Na een lange periode van isolement tijdens de coronapandemie kunnen we weer gastvrij vrienden ontvangen. Maar leggen we ook diezelfde gastvrijheid aan de dag voor de vreemde in nood? Is er nog wel sprake van onbaatzuchtige gastvrijheid zonder commercieel belang? Tertio nr. 1.167 van 22 juni werpt een licht op gastvrijheid doorheen de eeuwen en in verschillende culturen en religies.

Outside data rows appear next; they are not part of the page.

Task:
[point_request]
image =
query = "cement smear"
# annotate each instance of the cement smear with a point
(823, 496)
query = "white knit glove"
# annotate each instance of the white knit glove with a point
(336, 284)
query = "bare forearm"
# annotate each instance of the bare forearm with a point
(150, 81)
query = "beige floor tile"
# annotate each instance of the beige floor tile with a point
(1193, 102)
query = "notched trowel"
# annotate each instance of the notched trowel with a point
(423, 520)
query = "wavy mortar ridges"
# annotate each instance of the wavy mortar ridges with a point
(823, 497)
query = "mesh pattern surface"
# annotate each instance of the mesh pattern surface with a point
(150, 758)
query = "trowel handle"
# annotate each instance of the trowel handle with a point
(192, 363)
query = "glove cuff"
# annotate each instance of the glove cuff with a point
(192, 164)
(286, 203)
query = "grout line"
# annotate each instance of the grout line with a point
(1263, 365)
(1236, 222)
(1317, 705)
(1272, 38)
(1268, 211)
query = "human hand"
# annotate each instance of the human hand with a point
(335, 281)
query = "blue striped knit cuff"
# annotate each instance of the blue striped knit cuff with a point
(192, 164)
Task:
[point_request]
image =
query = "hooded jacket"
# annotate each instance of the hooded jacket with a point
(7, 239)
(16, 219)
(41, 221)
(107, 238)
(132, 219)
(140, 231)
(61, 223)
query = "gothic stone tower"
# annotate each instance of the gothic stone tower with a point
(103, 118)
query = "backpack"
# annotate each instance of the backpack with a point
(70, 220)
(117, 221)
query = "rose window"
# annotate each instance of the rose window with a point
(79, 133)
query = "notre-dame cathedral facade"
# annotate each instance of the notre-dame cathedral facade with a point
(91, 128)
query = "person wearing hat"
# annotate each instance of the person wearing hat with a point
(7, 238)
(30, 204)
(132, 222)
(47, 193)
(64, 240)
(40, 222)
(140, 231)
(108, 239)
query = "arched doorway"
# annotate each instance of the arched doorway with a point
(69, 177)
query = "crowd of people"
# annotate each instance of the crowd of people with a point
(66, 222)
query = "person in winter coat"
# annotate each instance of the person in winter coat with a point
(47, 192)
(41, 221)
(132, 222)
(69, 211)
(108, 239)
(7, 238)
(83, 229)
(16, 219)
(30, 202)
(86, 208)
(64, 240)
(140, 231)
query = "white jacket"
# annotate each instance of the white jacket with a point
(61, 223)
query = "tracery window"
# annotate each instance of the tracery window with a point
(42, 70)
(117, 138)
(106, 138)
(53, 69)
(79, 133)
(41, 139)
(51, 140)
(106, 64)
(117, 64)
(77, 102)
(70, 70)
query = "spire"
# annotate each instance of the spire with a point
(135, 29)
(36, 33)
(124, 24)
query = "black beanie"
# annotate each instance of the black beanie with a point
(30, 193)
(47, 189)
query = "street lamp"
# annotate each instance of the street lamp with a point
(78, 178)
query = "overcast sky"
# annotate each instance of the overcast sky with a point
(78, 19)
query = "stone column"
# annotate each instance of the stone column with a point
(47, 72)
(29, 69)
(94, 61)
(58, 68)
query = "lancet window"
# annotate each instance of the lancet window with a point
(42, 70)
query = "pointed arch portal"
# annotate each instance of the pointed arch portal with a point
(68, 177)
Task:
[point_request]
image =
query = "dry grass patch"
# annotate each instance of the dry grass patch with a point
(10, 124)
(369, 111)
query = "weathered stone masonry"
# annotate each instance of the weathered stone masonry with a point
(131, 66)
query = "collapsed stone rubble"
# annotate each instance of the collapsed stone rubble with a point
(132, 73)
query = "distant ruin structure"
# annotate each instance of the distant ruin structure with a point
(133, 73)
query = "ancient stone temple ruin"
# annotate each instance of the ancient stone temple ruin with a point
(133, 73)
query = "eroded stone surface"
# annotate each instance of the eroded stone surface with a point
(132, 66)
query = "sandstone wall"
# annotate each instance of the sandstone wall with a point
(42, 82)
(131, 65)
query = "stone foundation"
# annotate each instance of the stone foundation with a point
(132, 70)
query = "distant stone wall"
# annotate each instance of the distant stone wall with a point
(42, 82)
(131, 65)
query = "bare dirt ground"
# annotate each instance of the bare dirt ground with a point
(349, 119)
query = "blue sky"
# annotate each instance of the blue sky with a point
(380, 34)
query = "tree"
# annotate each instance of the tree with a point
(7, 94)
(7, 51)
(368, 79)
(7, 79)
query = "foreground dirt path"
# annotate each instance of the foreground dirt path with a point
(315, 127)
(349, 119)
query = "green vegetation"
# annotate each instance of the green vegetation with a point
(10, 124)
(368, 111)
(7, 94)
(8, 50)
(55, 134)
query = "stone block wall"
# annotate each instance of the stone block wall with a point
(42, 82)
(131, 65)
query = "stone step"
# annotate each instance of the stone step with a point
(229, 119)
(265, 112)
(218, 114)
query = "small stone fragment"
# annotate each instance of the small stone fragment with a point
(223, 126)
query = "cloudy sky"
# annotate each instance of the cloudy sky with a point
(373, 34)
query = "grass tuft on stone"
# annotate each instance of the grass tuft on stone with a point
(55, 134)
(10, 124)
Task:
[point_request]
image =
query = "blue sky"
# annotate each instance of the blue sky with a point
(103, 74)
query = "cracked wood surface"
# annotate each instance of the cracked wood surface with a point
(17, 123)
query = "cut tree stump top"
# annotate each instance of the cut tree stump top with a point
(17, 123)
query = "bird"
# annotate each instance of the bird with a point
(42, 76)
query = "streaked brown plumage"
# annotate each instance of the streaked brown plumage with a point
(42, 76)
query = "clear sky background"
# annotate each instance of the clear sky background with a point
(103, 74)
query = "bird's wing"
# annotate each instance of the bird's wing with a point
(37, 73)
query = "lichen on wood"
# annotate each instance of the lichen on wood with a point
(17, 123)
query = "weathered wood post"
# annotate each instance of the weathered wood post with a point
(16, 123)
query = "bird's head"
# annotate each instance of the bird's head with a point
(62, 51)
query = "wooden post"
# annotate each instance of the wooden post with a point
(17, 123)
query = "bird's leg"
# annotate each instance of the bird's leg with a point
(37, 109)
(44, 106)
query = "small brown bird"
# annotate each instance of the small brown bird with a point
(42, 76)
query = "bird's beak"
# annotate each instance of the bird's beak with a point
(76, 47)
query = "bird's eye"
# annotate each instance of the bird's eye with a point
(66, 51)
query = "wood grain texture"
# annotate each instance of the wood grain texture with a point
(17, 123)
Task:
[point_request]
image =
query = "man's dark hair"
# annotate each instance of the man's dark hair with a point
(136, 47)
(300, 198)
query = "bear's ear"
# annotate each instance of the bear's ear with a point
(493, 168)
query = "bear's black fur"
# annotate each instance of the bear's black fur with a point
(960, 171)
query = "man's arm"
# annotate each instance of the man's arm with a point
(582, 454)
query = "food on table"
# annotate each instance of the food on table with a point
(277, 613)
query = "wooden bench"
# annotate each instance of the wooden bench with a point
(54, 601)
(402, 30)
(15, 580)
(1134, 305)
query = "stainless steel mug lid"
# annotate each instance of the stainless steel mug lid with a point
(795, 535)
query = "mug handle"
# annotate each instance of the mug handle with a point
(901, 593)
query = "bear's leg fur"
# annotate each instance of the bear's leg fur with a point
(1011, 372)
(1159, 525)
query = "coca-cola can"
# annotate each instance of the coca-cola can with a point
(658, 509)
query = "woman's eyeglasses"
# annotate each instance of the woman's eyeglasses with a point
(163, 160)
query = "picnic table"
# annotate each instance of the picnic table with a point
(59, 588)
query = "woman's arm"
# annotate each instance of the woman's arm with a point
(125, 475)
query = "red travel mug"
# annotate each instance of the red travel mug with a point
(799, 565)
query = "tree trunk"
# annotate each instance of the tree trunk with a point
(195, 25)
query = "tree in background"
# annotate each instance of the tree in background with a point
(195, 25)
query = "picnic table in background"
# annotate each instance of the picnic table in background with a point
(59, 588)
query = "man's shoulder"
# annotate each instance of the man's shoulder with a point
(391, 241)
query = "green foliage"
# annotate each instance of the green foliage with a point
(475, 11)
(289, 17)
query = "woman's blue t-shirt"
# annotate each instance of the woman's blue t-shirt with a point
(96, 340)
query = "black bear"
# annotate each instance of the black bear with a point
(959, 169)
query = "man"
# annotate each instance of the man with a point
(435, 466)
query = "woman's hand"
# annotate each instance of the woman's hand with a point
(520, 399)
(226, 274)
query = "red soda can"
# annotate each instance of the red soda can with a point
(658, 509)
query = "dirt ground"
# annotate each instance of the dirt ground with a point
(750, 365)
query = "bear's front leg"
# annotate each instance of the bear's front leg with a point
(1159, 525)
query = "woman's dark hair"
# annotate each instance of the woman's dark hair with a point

Peter Venmans, filosoof en hispanist analyseert in zijn jongste boek Gastvrijheid. Filosofisch essay zowel historisch als theoretisch de verschillende dimensies van gastvrijheid. Als taalkundige heeft hij daarbij extra aandacht voor de taal rond gastvrijheid – een van de hoofdstukken is volledig aan etymologie gewijd – en weet hij zijn boodschap mooi en snedig te formuleren. Voor de Grieken kon niet iedereen een gastvriend zijn. Hoewel de gast een onbekende was, moest er wel een zeker symmetrie zijn: het mocht geen spreker van een vreemde taal of iemand van een andere klasse zijn. De gast moest op zijn minst het potentieel hebben om een gelijke te worden. De christelijke gastvrijheid vormt een radicale breuk met de homerische gastvrijheid. Venmans spreekt over “een schandaal”, zowel bekeken vanuit de seculiere moderne cultuur als de antieke cultuur. In tegenstelling met de homerische gastvrijheid, is de christelijke onvoorwaardelijk en universeel. Ze maakt geen onderscheid tussen mensen, zelfs niet tussen vrienden of vijanden. “Christelijke naastenliefde is onbaatzuchtige, puur schenkende, niets terugverlangende liefde.”
Op de thee
Pierre-François de Béthune, abt van het klooster Saint-André de Clerlande en voormalig secretaris generaal voor de Monastieke Interreligieuze Dialoog (MID) koestert een bijzondere interesse voor de Japanse theeceremonie. Die rituele praktijk blinkt uit in gastvrijheid. De inzichten uit zijn jarenlange training waren ook vruchtbaar voor zijn visie op interreligieuze dialoog, de gastvrijheid tussen religies. De benedictijn schreef er het boek Gastvrijheid is heilig over. In bijna volledige stilte wordt het theeritueel uitgevoerd. “In de theeceremonie is de lichaamstaal belangrijk. Je moet de objecten vastnemen met veel respect. Dat respect voor de dingen weerspiegelt zich op de personen. Dat veronderstelt dat je goed gegrond bent in je adem. De handelingen die uit een juiste houding voortvloeien, zijn harmonieus. Een houding kan meer zeggen dan een mooi discours. Zonder woorden kan je je echte intenties niet verbergen.” Gastvrijheid in de theeceremonie is evenwel niet hetzelfde als vriendelijk zijn, legt De Béthune uit. “Een glimlach kan ook een commercieel zijn. In de theeceremonie wordt niet vaak geglimlacht, maar er wordt gepraat vanuit het lichaam. Die communicatie wordt gedragen door de stilte.”
Wijn in de zetel
Het Kapucijnenklooster op de Ossenmarkt in Antwerpen wordt gastvrijheid dagelijks in de praktijk gebracht. Het is sinds meer dan 3 maanden omgetoverd tot een opvangplaats voor Oekraïense vluchtelingen. Broeder Luc Vansina ontving er de eerste vluchtelingen op Aswoensdag. Ondertussen verblijven er 42 mensen. De kapucijn vertelt dat hij soms de vraag krijgt welke organisatie er achter zijn werk zit. “Ik zeg dan: die van de Bijbel. Een klooster moet alles doen wat het kan. Als er geen ruimte is, dan leg je de mensen op de gang tot je een oplossing hebt. We kunnen niet preken over de armen helpen en gastvrijheid, maar daarna met glas wijn in de zetel zitten.” In de voetsporen van Franciscus van Assisi wil de broeder in eenvoud en met respect voor elke mens leven. De zorg voor mensen in nood maakt daar een belangrijk onderdeel van uit. Of hij voldoening voelt van zijn werk? Daar kan ik nu nog niet mee bezig zijn, vanavond moet ik zien dat er eten op tafel komt”, antwoord hij met beide voeten op de grond.